We’re hiring! The group is now recruiting postdoctoral fellows and research scientists. Learn more about these opportunities and apply through the links below:

Postdoctoral fellowship

Research scientist position

This fall, we are welcoming three new members in the group. Gustave Coulombe (left) is starting his Master’s after completing his Bachelor’s in Engineering Physics at Université Laval. Julien-Pierre Houle (center) is also beginning his Master’s after completing his Bachelor’s in Physics at Université de Sherbrooke. His research will be co-supervised with Professor Cunlu Zhou from the Computer Science Department. Finally, Émile Baril (right) is starting his PhD after completing a Bachelor’s in Physics at Université Laval and a Master’s in Physics at Université de Montréal. Welcome to all three!

How long does it take an open quantum system to reach its steady state? In a large class of classical systems – those which satisfy “detailed balance” – the answer is well-understood. In collaboration with several former group members now working at Alice & Bob and École Normale Supérieure, we show that this result can be extended to open quantum systems which satisfy the quantum analogue of detailed balance. We use it to provide a precise estimate of the bitflip rate of imperfect dissipative cat qubits.

The Kerr cat qubit is a bosonic qubit that exhibits a large noise bias. A larger bias translates into fewer resources required for error correction. Yet recent circuit‑QED experiments show that this bias cannot be made arbitrarily large, and the origin of this limitation has remained unclear. Our work identifies the main culprit: the multimode nature of the Kerr cat circuit shortens its lifetime. Thankfully, our theory also suggests that a large noise bias can be recovered by carefully engineering the qubit’s electromagnetic environment.

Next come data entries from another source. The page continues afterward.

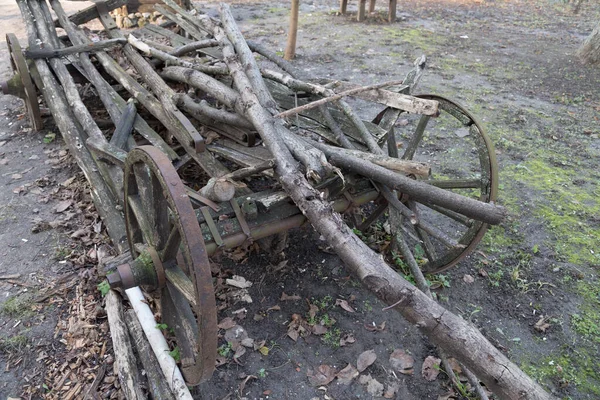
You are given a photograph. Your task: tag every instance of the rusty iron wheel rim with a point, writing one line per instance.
(488, 190)
(19, 65)
(195, 327)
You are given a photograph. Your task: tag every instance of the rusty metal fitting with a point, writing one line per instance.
(158, 267)
(122, 278)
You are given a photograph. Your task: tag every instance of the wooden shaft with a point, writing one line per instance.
(372, 6)
(90, 47)
(362, 5)
(290, 49)
(392, 12)
(343, 6)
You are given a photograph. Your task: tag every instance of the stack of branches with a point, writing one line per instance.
(239, 100)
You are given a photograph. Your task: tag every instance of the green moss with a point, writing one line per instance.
(563, 204)
(13, 343)
(18, 306)
(567, 368)
(587, 321)
(422, 39)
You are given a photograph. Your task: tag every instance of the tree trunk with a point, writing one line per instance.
(589, 52)
(457, 337)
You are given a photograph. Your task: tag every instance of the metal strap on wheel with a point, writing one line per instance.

Quantum metrology promises to drastically improve signal sensing capabilities throughout a range of scientific fields ranging from biology to physics and engineering. To deliver on this promise, experimental sensing protocols resilient to noise must be developed. In our theoretical work, we propose a displacement sensor that harnesses uncoventional states of light known as Gottesman-Kitaev-Preskill (GKP) states. Our sensor achieves sensitivities close the limit allowed by quantum mechanics, while remaining resilient to noise thanks to the error-correcting properties of GKP states. The protocol can be implemented on a variety of platforms, such as superconducting circuits or trapped ions, and has potential applications in force sensing, waveform estimation, and quantum channel learning.

Transmon qubits are a leading candidate to encode quantum information. Many recent works have shown that the strong voltages used to measure transmon qubits can excite them to more energetic states in an uncontrolled way. In collaboration with the University of Pittsburgh and Yale University, we showed that this effect also limits the speed at which the qubit can be controlled, even when using highly off-resonant low-frequency voltages. Our theory explains observations and provides an avenue for improving quantum control in the near future.

Enjoy the read!

This spring, two new articles involving members of the groupe appear on the arXiv. Below is a brief summary along with the link to access them.

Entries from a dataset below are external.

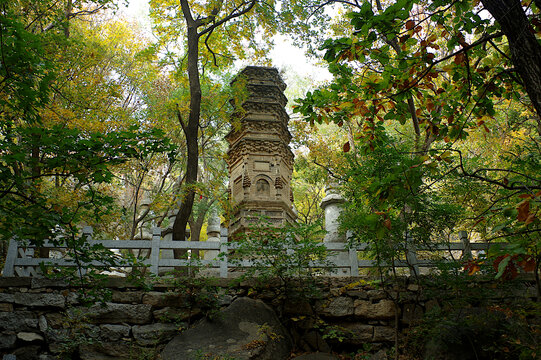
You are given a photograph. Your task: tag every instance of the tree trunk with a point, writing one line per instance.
(525, 49)
(190, 130)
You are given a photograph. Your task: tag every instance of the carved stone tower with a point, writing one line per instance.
(259, 159)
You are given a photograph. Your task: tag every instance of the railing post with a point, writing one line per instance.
(155, 250)
(353, 262)
(223, 253)
(353, 259)
(88, 232)
(466, 246)
(411, 257)
(9, 265)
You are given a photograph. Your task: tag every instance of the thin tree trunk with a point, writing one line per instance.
(191, 129)
(525, 48)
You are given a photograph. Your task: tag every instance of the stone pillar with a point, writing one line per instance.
(332, 205)
(168, 253)
(259, 159)
(213, 234)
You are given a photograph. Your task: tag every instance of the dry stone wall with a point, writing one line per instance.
(43, 319)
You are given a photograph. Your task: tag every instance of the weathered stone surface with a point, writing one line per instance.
(317, 356)
(29, 336)
(54, 320)
(413, 287)
(298, 308)
(114, 351)
(27, 353)
(14, 281)
(111, 332)
(38, 283)
(383, 334)
(375, 295)
(154, 333)
(35, 299)
(355, 333)
(359, 294)
(247, 329)
(18, 321)
(56, 335)
(113, 313)
(7, 341)
(316, 342)
(225, 300)
(47, 357)
(42, 323)
(383, 309)
(7, 298)
(411, 313)
(6, 307)
(432, 305)
(127, 297)
(173, 314)
(380, 355)
(338, 307)
(159, 299)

First article : Transmon qubits are a leading candidate to encode quantum information. However, it is known that the strong voltages used to measure these qubits can induce measurement errors by exciting the qubit to a more energetic state. In collaboration with the University of Rochester, we studied these excitations and were able to control them. Our theory explains observations and provides tools to improve measurement in the near future.

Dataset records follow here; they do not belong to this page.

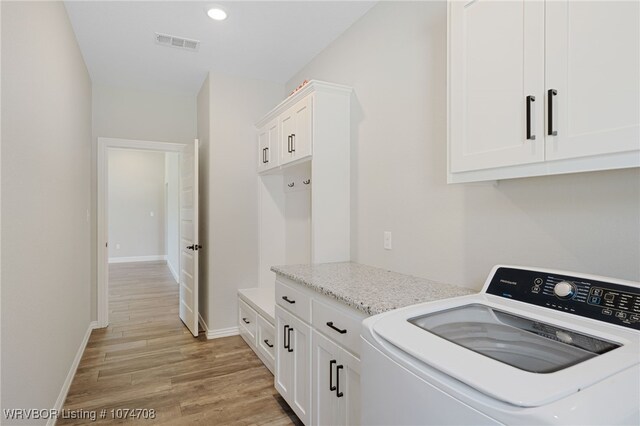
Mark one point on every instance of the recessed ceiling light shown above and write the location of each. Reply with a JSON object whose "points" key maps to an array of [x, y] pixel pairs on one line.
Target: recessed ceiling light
{"points": [[217, 14]]}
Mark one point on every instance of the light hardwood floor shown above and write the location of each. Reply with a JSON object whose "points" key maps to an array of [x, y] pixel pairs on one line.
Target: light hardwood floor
{"points": [[147, 359]]}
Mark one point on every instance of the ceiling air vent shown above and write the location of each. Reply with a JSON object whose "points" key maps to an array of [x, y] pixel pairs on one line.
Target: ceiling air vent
{"points": [[172, 41]]}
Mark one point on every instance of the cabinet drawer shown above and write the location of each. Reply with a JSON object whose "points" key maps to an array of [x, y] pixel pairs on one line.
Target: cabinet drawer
{"points": [[337, 324], [247, 319], [294, 301], [266, 342]]}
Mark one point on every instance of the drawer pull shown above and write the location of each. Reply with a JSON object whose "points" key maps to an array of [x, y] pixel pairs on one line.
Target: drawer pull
{"points": [[330, 324], [284, 337], [531, 120], [331, 364], [551, 94], [289, 348]]}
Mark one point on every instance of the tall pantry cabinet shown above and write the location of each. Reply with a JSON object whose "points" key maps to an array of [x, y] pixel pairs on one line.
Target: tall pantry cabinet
{"points": [[304, 179], [542, 87]]}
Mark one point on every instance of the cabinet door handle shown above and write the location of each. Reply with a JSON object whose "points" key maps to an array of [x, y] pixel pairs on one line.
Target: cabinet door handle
{"points": [[286, 299], [551, 94], [531, 118], [284, 337], [330, 324], [331, 364], [289, 348]]}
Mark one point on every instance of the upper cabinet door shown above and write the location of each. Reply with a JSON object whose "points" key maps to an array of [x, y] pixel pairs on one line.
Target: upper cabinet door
{"points": [[268, 146], [296, 138], [496, 83], [593, 64]]}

Second article : One of the advantages of transmon qubits is their resilience against unavoidable electric noise in their environment. However, it was recently suggested that the measurement of these qubits is not protected against such noise. In collaboration with the Karlsruhe Institute of Technology, we studied the effect of electric noise on transmon measurement. Our theory explains observations and suggests strategies to improve measurement in the near future.

Enjoy the read!

We recently welcomed Rémy Lyscar to the group. Originally from France and currently a first-year Master’s student in Fundamental Physics at the University of Paris-Saclay, he is doing a three-month internship with the group.